Wednesday, 3 October 2012

Guido Fawked – Nazi Translation Howler

Following the generally well received Labour conference speech of Mil the Younger yesterday, many in the party were clearly cheered by what was seen as a potential Prime Minister stepping up to the plate and demonstrating that he was more than just a policy wonk with a liking for New And Often Big Words. Some MPs got a little over-enthusiastic, Barnsley’s Dan Jarvis being one.

You'll have to speak up, it's a bit noisy in here

However, what Jarvis wrote – “One Leader, One Party, One Nation” – was not quite, as a number of right-wingers believed, an echo of the Third Reich. But this did not deter the odious flannelled fool Henry Cole, tame gofer to the perpetually thirsty Paul Staines at the Guido Fawkes blog, from calling “National Socialismand applying his own cod translation in support.

Of course my translation's right, cos I'm on telly!

While Jarvis changed the headline to “Ed’s Vision For Britain” to remove any hint of similarity, Cole asserted that his first effort in German was “Ein Führer, eine Partei, eine Nation”. Well, up to a point: because of the linkage of the term Führer to the name of Adolf Hitler, modern German usage translates “leader” as Leiter.

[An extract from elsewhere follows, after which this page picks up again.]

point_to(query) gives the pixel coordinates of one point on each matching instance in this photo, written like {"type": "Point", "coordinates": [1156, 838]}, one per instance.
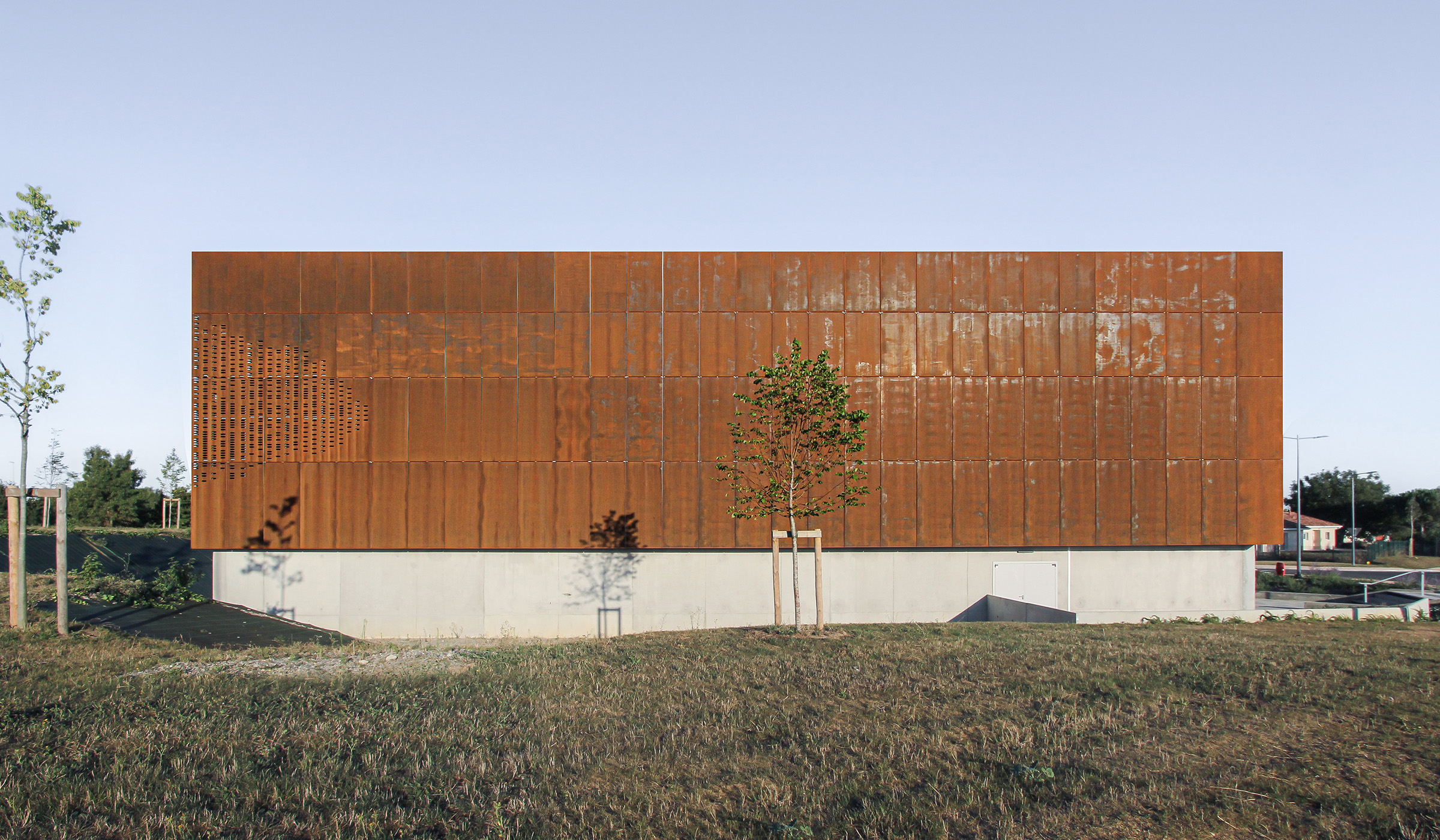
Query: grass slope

And the rest of the Cole translation does not match the Nazi era slogan he’s thinking of.


Once again - no research, no result

That slogan translated “nation” as Reich – bit obvious, really – and the third part was not “party”, but “people”. It was “Ein Volk, ein Reich, ein Führer”. There is a hint of a relationship between what Jarvis originally said to that phrase, but no more, and in any case Cole ruins the effect by not being able to accurately translate the odd word of English into the equivalent German.

Maybe History and German were also not his strongest subjects at school, along with Maths and Economics. Another fine mess, once again.

2 comments:

  1. I am reminded of Margaret Mountford's comment on young Cole's alma mater: "I think Edinburgh isn't what it used to be."